In the analysis model adjusted for total daily rest and activity in addition to age, sex, and education (Table 2, Columns 8-10), higher total daily activity was significantly associated with composite global cognition (P = 0.035), but the number of hours of rest per day was not (P = 0.34). The rest fragmentation metric k_RA and the activity fragmentation metric k_AR both remained significant independent predictors of composite global cognition (P = 0.00058 for k_RA and P = 0.0018 for k_AR), even after adjusting for total daily rest and activity. After further adjustment of the model for number of depressive symptoms, number of vascular risk factors, number of vascular diseases, and presence/absence of joint pain, the directions of the effects of k_AR and k_RA were unchanged, and both remained significant (P = 0.005 for k_RA and P = 0.007 for k_AR; Table S1 columns 2-4). Similarly, further adjustment for self-reported nocturnal awakenings and daytime sleepiness did not substantially change these results (P = 0.004 for k_RA and P = 0.008 for k_AR; Table S1 columns 5-7).
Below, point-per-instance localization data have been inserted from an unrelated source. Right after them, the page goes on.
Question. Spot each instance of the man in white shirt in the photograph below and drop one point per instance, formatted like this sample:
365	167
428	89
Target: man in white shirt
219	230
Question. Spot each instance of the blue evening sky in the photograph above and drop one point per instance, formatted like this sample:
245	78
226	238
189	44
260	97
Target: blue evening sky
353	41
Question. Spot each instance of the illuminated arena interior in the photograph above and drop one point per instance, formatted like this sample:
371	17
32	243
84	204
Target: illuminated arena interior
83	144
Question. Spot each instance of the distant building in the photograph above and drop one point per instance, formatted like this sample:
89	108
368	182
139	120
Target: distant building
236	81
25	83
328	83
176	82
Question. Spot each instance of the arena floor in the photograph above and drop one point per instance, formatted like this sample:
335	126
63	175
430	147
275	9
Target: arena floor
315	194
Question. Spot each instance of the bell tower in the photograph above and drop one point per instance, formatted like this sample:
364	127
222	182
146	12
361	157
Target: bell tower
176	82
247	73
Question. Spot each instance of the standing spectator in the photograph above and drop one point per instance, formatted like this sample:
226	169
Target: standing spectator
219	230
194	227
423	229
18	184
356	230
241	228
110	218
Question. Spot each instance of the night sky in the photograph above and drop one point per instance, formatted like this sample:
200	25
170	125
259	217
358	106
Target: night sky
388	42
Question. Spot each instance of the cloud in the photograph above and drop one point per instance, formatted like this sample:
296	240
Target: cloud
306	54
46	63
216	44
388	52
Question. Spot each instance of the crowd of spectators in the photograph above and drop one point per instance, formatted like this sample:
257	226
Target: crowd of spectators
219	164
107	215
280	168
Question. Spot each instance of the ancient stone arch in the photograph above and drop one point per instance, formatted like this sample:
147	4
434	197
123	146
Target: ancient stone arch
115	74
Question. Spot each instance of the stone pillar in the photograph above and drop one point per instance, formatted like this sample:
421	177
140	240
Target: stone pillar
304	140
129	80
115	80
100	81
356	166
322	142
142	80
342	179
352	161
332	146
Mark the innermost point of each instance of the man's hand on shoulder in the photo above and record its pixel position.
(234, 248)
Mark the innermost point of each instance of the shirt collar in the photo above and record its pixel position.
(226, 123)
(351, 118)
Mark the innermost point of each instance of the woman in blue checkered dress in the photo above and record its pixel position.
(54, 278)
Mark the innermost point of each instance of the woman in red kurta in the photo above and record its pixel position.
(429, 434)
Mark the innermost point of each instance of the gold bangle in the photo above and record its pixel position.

To ensure that any observed associations were not artificially driven by inclusion in our data of brief periods of actigraph removal, we then repeated our primary analyses after excluding periods of immobility ≥ 45 minutes. For both k_AR and k_RA, the directions of the effects were the same, and the P-values remained statistically significant (P = 0.0003 for k_RA and P < 0.0001 for k_AR).

To ensure that these associations were not driven solely by those with dementia or Parkinson Disease (which is known to be associated both with sleep-wake disturbances and with cognitive impairment), we repeated our primary analyses excluding individuals with Parkinson Disease, dementia, or both (63 participants with dementia, 8 with Parkinson Disease, and 1 with both). For both k_AR and k_RA, the directions of the effects were the same (Table S2), and the P-values remained statistically significant (P < 0.05), with the exception of the effect of k_AR on composite global cognition in the model adjusted for total daily activity, whose P-value was nonsignificant (P = 0.71).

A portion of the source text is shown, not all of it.